Written and Illustrated by Guillaume Long
Published by Oni Press

 

My wife collects cookbooks but she doesn’t cook. I love to cook but rarely use a cookbook.

A few years back, though, a publisher hired me to test recipes in order to publicize a new Italian slow cooker cookbook. They paid for a new slow cooker and reimbursed my grocery ingredients bill each week. Every Sunday, I would choose one recipe from the book and try it out—preferably something with one or more ingredients I had never before tried or worked with. I’d create the dish in the morning and later in the day, my wife and I would always have someone over to try the resulting meal along with us. Then, I would blog about the results, which usually turned out quite well by following the book’s recipes. Last I heard, though, the book was canceled.

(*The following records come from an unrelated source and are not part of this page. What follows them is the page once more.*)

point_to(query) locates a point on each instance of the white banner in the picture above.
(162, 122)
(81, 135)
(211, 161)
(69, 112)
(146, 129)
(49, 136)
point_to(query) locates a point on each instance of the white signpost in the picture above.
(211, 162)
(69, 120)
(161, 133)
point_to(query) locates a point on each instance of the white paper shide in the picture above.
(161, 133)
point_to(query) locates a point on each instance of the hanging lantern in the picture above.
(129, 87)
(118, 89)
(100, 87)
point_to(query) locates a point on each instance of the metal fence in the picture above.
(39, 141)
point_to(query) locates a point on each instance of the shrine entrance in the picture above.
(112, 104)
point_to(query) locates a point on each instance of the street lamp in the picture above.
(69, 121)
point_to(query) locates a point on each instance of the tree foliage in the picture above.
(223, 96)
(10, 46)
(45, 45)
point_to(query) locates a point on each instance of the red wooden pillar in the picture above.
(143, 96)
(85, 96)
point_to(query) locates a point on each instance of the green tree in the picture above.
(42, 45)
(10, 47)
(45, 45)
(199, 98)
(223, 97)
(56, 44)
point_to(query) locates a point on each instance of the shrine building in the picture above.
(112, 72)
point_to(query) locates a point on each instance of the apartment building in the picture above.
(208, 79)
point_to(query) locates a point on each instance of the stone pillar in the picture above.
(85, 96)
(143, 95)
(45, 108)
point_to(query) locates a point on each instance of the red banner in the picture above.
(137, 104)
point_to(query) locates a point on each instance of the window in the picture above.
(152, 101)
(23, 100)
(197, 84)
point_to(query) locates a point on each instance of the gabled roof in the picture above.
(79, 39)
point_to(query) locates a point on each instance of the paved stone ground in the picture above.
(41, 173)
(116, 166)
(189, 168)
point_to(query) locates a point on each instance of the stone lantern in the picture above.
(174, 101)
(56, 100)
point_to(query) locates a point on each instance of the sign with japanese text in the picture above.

My point being, as I said, I love to cook.

The cookbook at hand today, however, was NOT canceled.  It’s not even an actual cookbook…or certainly not a typical one. More a FOOD book, To Drink and to Eat—Tastes and Techniques from a French Kitchen is a new edition of a book originally released in France in 2012 by Guillaume Long. It collects his often-brilliant comic strips on food which originally ran in the French paper, Le Monde.

Described in a hilarious new Foreword by chef Nguyen Tran (Starry Kitchen) as a “creative memoir cookbook,” that is precisely what it is. Long himself is both our narrator and a character as he explores various aspects of edible creations and his sometimes interactions with them.

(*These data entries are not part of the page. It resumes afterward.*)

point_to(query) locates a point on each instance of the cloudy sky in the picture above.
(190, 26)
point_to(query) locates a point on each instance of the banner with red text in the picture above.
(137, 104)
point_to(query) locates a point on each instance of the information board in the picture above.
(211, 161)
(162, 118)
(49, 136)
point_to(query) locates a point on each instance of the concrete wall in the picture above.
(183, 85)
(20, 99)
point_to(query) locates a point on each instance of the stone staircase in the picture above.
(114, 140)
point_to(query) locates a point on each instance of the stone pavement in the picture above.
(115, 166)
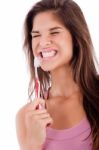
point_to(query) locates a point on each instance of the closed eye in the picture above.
(34, 36)
(54, 33)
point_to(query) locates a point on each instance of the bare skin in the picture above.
(65, 103)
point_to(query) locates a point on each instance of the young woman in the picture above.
(56, 32)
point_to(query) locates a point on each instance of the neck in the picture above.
(62, 82)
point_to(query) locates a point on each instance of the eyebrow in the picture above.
(51, 29)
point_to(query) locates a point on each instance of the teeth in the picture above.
(48, 54)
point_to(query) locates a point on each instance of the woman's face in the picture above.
(51, 41)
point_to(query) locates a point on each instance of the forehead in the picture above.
(46, 20)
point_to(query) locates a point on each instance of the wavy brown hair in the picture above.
(83, 64)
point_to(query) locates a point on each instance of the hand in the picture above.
(31, 125)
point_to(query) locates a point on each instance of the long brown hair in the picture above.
(83, 65)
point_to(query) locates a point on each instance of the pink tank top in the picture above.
(76, 138)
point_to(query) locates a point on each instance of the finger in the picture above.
(47, 121)
(33, 105)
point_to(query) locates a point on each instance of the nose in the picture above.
(45, 41)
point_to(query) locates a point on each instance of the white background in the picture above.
(13, 68)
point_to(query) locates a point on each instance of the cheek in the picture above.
(34, 43)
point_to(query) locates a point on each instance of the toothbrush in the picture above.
(37, 81)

Basically, it’s comic strips about foods and recipes.

Long’s art is charming. To my eye, the black and white (or black and sepia?) pages strongly evoke the style of the young, Help!-era Robert Crumb, especially his buildings. The color pages pop up throughout, though, too, and have a much slicker look. His writing is cute and funny, too, even in its English translations.

But all of it is about food. I love to read books ABOUT food, that aren’t necessarily recipe books. We have several. In this case, though, as educational and edifying as it is, it all felt a tad overwhelming, and sometimes even overly detailed. Taken in smaller doses as originally published, it would have been fine but here it just feels like too much information overload for the non-foodie.

If the Food Network is your favorite channel, then To Drink and to Eat might be for you. I liked it a lot but it really wasn’t my thing. I feel like if you were to read it for the info, you’d resent the cartoony interruptions, and if you were to read it for its fun and funny comics, you’d get tired of all the talk of food.